Alternative Worship is "what happens when people create worship for themselves," according to Steve Collins. As a phenomenon it began mainly in Europe, Australia and New Zealand in the late 1980s and early 1990s. It is practiced by Christians across the age-range, although has a particular following amongst adults in their 20s and 30s.
Alternative Worship usually refers to an approach to Christian worship and worship planning that emphasizes decentralized leadership, congregational participation, multi-sensory experience, ritual and narrative form. It is often discussed in contrast to Contemporary worship or "Youth" services. In fact it is (arguably) in part a reaction against, or a development beyond evangelical or charismatic forms of worship.
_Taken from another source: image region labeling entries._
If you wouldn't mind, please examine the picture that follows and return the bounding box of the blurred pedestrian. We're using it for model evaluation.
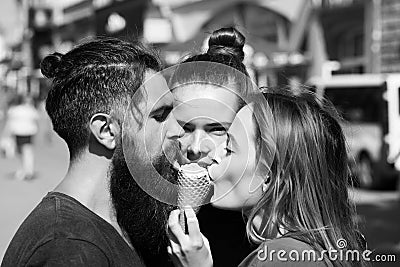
[5,95,39,180]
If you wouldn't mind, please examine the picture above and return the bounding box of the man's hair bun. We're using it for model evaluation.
[40,52,63,78]
[207,27,246,62]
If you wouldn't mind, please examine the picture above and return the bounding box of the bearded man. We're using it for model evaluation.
[1,38,183,267]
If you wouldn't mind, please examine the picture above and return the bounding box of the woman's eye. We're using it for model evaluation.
[210,127,226,136]
[225,147,233,156]
[182,124,195,133]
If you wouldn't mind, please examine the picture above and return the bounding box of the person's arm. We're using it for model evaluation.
[168,208,213,267]
[26,238,110,267]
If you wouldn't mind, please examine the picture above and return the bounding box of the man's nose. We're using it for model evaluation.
[187,131,212,161]
[166,114,185,139]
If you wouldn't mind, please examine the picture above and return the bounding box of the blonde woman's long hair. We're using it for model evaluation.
[247,89,364,266]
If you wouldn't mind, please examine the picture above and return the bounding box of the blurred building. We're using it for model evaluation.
[3,0,400,99]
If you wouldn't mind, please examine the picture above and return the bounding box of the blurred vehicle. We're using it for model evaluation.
[310,74,400,188]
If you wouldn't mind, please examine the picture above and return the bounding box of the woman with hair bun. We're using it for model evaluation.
[169,28,253,266]
[168,88,372,267]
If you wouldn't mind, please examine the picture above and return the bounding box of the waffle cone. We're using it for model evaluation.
[178,168,212,212]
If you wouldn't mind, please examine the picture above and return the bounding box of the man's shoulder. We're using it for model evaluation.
[2,193,144,266]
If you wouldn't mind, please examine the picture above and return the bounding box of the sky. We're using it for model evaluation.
[0,0,21,43]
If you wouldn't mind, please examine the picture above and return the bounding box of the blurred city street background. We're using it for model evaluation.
[0,0,400,266]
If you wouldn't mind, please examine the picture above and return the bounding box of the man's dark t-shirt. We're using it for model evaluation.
[1,192,144,267]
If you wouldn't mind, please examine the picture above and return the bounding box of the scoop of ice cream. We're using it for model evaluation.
[179,163,208,178]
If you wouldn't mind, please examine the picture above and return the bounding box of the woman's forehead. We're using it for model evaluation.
[172,83,238,101]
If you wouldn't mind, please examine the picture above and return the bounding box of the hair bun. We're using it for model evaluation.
[207,27,246,62]
[40,52,63,78]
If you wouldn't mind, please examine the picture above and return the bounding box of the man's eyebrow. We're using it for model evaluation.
[206,122,232,129]
[150,103,173,115]
[227,132,237,147]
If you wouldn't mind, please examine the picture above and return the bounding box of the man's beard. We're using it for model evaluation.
[110,143,177,266]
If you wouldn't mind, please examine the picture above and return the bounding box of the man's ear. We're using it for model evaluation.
[89,113,119,150]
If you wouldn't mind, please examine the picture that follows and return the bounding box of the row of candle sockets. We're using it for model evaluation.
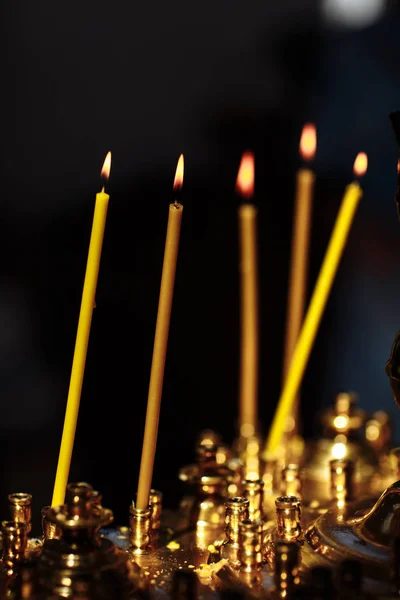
[41,124,366,524]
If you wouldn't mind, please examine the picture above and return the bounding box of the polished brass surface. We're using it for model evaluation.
[275,496,302,542]
[42,506,62,540]
[274,541,299,599]
[1,521,28,576]
[239,520,262,573]
[281,463,301,499]
[35,483,138,600]
[221,496,250,568]
[306,482,400,590]
[149,489,163,531]
[242,479,264,521]
[8,492,32,534]
[129,504,152,555]
[330,458,354,502]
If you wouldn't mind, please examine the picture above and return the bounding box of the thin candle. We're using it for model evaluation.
[266,153,368,456]
[51,152,111,506]
[136,154,184,509]
[236,152,258,437]
[282,123,317,433]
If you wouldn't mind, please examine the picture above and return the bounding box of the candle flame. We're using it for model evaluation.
[173,154,184,192]
[353,152,368,177]
[100,152,111,181]
[300,123,317,160]
[236,152,254,199]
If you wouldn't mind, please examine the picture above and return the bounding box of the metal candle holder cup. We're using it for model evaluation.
[129,504,152,554]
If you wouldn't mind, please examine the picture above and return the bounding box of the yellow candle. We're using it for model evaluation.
[266,153,367,455]
[51,152,111,506]
[136,155,183,509]
[236,152,258,437]
[282,123,317,431]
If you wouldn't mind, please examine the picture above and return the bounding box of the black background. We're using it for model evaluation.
[0,0,400,536]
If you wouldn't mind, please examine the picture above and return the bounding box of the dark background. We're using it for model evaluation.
[0,0,400,536]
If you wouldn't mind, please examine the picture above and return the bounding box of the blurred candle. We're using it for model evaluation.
[51,152,111,506]
[265,152,368,456]
[136,154,183,509]
[236,152,258,437]
[283,123,317,433]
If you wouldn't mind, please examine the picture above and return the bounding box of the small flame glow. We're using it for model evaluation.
[173,154,184,192]
[100,152,111,181]
[353,152,368,177]
[236,152,254,199]
[300,123,317,160]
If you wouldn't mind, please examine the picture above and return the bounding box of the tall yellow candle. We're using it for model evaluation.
[136,155,183,509]
[282,123,317,431]
[266,153,367,455]
[51,152,111,506]
[236,152,258,437]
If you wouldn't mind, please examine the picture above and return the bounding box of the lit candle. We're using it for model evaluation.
[265,153,368,456]
[283,123,317,432]
[136,154,183,509]
[51,152,111,506]
[236,152,258,438]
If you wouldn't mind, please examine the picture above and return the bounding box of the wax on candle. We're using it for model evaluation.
[236,152,258,437]
[265,153,367,456]
[283,123,317,431]
[136,155,183,509]
[51,152,111,506]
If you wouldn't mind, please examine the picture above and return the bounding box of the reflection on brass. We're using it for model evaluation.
[239,520,262,573]
[1,521,28,576]
[274,541,299,598]
[221,496,249,568]
[365,410,392,453]
[8,492,32,534]
[149,489,163,531]
[36,483,137,600]
[42,506,62,540]
[243,479,264,521]
[281,463,301,498]
[129,504,151,554]
[262,458,278,498]
[275,496,302,542]
[238,435,262,480]
[330,458,354,504]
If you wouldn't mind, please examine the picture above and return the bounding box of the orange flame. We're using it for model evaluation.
[100,152,111,181]
[353,152,368,177]
[300,123,317,160]
[173,154,184,192]
[236,152,254,198]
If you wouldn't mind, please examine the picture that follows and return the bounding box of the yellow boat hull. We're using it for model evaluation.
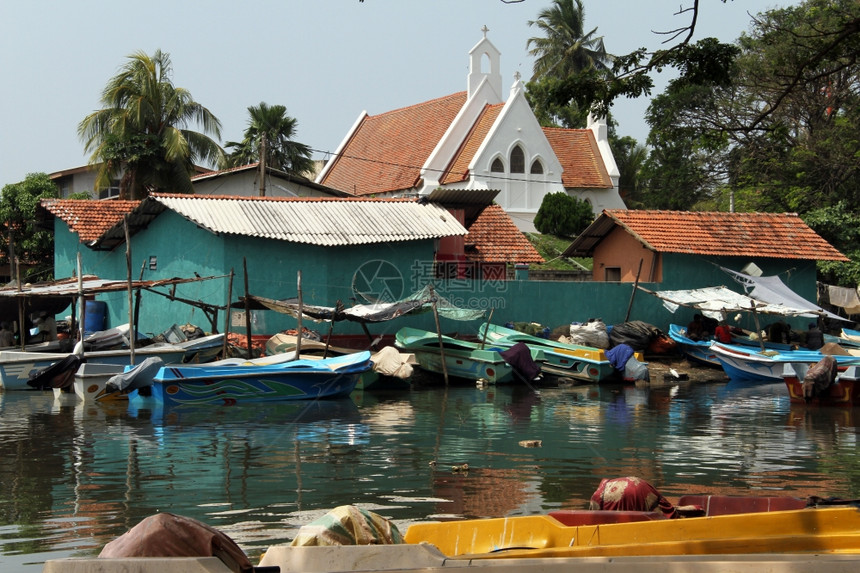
[405,507,860,559]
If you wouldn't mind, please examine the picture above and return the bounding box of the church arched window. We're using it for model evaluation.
[511,145,526,173]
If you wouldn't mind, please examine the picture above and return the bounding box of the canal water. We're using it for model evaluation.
[0,374,860,572]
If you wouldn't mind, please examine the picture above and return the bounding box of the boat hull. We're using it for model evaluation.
[135,352,372,405]
[782,364,860,408]
[405,507,860,559]
[395,327,524,384]
[711,342,860,384]
[478,323,618,383]
[0,345,185,390]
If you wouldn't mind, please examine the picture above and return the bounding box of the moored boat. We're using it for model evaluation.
[478,323,624,383]
[711,342,860,383]
[129,351,372,405]
[395,327,543,384]
[0,344,186,390]
[782,363,860,408]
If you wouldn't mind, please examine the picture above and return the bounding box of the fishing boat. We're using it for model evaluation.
[172,333,224,364]
[782,363,860,408]
[711,342,860,384]
[129,351,373,405]
[266,332,417,390]
[394,327,544,384]
[478,323,624,383]
[0,344,186,391]
[44,495,860,573]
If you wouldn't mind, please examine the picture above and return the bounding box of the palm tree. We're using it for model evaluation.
[78,50,223,199]
[526,0,612,81]
[225,102,313,176]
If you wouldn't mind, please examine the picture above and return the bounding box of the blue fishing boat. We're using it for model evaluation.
[394,327,543,384]
[711,342,860,384]
[478,323,624,383]
[129,351,373,405]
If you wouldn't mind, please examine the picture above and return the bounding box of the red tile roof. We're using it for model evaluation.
[440,104,504,185]
[465,204,544,263]
[320,92,466,195]
[604,210,849,261]
[543,127,612,189]
[42,199,140,242]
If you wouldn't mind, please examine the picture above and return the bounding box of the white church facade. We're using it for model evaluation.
[316,28,625,232]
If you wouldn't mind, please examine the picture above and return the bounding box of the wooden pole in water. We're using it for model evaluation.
[134,259,146,338]
[122,214,137,366]
[77,252,87,352]
[481,308,496,350]
[624,259,644,322]
[430,285,448,386]
[15,257,24,350]
[296,270,304,359]
[221,268,234,358]
[242,257,254,358]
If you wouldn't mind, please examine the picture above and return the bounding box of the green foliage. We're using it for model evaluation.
[78,50,223,199]
[803,201,860,288]
[0,173,59,281]
[524,233,593,271]
[526,0,612,81]
[225,102,313,175]
[534,191,594,237]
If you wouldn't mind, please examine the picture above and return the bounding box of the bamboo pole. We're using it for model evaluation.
[296,270,304,359]
[221,268,234,358]
[242,257,254,358]
[624,259,645,322]
[481,308,496,350]
[430,285,448,386]
[15,257,24,350]
[122,214,137,366]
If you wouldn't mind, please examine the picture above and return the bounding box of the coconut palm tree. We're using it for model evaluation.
[78,50,223,199]
[224,102,313,175]
[526,0,612,81]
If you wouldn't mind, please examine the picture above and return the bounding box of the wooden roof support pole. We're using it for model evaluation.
[242,257,254,358]
[430,285,448,386]
[624,259,645,322]
[296,270,304,359]
[122,214,137,366]
[221,268,234,358]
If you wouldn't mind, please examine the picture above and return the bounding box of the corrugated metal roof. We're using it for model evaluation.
[149,194,467,246]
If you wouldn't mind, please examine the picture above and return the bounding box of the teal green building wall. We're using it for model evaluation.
[55,211,828,335]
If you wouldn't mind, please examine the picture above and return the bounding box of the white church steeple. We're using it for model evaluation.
[468,26,502,98]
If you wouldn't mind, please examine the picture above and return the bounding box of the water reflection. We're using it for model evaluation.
[0,383,860,571]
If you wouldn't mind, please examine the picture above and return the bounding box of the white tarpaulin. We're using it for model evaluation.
[638,286,814,320]
[720,267,848,320]
[638,269,847,320]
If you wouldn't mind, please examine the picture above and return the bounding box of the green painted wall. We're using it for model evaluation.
[55,211,816,335]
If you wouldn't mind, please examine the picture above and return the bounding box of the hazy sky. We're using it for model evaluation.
[0,0,797,187]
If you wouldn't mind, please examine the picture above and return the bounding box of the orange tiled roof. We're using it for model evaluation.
[320,92,466,195]
[42,199,140,242]
[440,104,504,185]
[543,127,612,189]
[603,209,849,261]
[465,204,544,263]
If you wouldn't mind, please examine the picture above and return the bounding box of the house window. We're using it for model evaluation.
[511,145,526,173]
[99,179,119,199]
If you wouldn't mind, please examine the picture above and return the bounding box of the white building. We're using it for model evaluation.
[316,29,626,231]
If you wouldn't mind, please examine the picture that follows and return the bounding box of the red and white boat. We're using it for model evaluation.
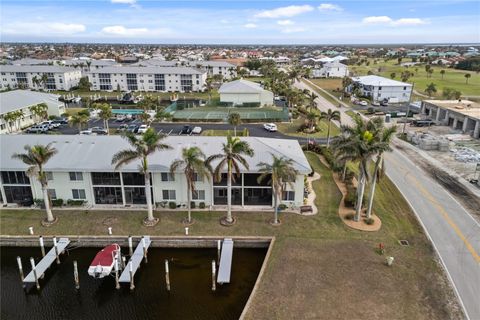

It tends to use popular (secular) music forms in place of Christian worship songs, and more casual talks in place of the traditional sermon. Alternative Worship often does not have an obvious leader or stage, and may not involve singing or lecture-style presentations at all.
Alternative worship services often feature elements from ancient Christian spirituality and liturgy, such as a labyrinth, a kyrie, candle lighting and the sacraments in combination with very new elements, like projected images or video and/or electronic music.
Terms that are more appropriate to the approach used in these services would be Holistic Worship, Multisensory worship or Creative Worship.
Alternative worship is often associated with the Emerging Church.